Replies are listed 'Best First'.
Re: XSLT processing huge XMLs
by ajt (Prior) on Feb 07, 2005 at 11:44 UTC
      Is there any alternative to extent Sablotron ?... Needs to overcome the .Net solution that translates the xml in few secs... That means to work exclusively in win32. For small xmls Sablotron is excellent but considering huge xmls.. Dont know, maybe something to parse the xml in chunks translate those sequentialy (with xsl)and adding them in the final xml version of the xslt. Is there any hinds for that approach? Thanks for your concer ajt.

        XML::LibXSLT will install okay on Win32, you can build all the bits yourself, use the Cygwin version of Perl or install a pre-compiled binary, see below for more details:

        While you are here you may wish to join the Monastery, which will improve your experience of the place by enabling extra features.

        Goood Luck,


        --
        ajt
Re: XSLT processing huge XMLs
by dakkar (Hermit) on Feb 07, 2005 at 18:04 UTC

    You say:

    found many probs with the XML parser, which holds to memory ALL the xml

    Well, it's supposed to do that... to be able to use XSLT, you need the entire DOM (Document Object Model) in RAM, since XSLT allows random access to every part of the document.

    About memory occupation: at the least, every element occupies tha space for its name, name and value of each attribute, and a couple of pointers (to parent and first child, for example). Meaning that a properly packed DOM can occupy a bit less space than the file it was parsed from. No implementation I know does it this packed, however: in order to be faster, usually. Yau should anyway see an occupation of less than twice the file size.
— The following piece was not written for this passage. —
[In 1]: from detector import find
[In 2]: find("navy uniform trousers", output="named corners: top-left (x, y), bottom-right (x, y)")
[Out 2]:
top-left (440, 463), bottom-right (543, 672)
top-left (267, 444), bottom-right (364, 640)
    About the .NET solution: is it using XSLT, or munging the data directly? XSLT is not a really optimizable language, and implementations tend to be rather slow (even in C).

    -- 
            dakkar - Mobilis in mobile
    

    Most of my code is tested...

    Perl is strongly typed, it just has very few types (Dan)

      If a given XSLT-program does not require access to the whole tree, e.g. by only using information in the current node, it is possible to do streamline processing where only the relevant part of the XML-file is kept in memory, and information is generated as soon as possible. I believe that the original XT did this, and that Xalan can do this for simple cases, but I have not researched on this for some time.
      ...., or munging the data directly? Ok. I think (cause of its quickness) that mungs data directly How can we do that with perl?
Re: XSLT processing huge XMLs
by inman (Curate) on Feb 08, 2005 at 09:59 UTC
    Can you post a sample of the XML that you are working with and a description of the task that you are trying to achieve? It may be the case that you could divide the XML into smaller chunks before transforming with XSLT.